Janet Kersnar, CFO Europe Magazine
December 10, 2007
There's no better time for CFOs to take a step back and reflect on the lessons of the past year.
The first lesson: cash is always king. Throughout 2007, we reported on how companies boosted their cash flow and carefully put stockpiles to work. This discipline paid off for many, especially when it came to mergers and acquisitions, the subject of "Crisis, What Crisis?," our annual dealmaking review.

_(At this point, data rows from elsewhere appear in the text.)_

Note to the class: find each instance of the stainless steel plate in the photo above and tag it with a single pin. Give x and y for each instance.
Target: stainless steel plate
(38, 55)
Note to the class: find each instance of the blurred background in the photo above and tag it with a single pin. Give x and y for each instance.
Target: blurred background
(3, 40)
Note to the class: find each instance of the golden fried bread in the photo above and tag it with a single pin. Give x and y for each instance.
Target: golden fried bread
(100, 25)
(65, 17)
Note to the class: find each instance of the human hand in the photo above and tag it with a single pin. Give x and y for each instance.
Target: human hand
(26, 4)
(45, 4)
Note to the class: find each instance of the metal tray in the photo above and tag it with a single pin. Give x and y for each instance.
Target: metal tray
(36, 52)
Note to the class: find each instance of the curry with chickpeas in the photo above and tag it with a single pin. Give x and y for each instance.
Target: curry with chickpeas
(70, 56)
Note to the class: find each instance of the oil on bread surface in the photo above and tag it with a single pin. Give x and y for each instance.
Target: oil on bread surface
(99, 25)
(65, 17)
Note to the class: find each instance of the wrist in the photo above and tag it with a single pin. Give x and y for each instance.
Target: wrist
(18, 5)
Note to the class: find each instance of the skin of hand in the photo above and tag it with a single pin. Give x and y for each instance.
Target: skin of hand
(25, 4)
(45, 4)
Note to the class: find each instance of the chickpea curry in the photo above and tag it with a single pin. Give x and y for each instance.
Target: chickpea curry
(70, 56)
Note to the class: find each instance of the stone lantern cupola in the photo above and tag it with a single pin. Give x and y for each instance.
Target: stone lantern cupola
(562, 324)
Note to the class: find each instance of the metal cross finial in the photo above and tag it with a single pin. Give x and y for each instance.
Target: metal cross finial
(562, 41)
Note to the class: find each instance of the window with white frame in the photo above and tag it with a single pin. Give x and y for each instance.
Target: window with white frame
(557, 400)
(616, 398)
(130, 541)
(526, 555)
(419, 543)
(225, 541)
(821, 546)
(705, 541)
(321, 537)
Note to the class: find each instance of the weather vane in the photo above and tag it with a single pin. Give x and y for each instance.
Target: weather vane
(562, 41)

Despite tighter credit conditions, we found that it's not all doom and gloom, particularly for non-financial-services companies that are profitable and cash-rich. Many of these firms spent the first half of the year, before the summer's credit crunch, resisting pressure to join the private-equity fuelled M&A frenzy or launch massive share buyback programmes. As they now reap the rewards, the wisdom of not following the crowd looks wiser than ever — that's another important lesson.
Our cover story, "The Right Role," deals with this second lesson, but on a personal level. Over the summer and autumn, we shadowed four finance professionals — two senior executives and two up-and-comers — searching for new jobs. What's striking is the clear-headed determination of each to find a new job that meets a stringent set of personal criteria. It wasn't always easy — amid all the interviews, sending out of CVs and networking, there were many moments of doubt and pressure to settle for traditional, but potentially less fulfilling, roles. But, as we report, their persistence paid off.
For CFOs making New Year resolutions, it'd be wise to heed the varied lessons for finance in 2007. Both you and your company will be glad that you did.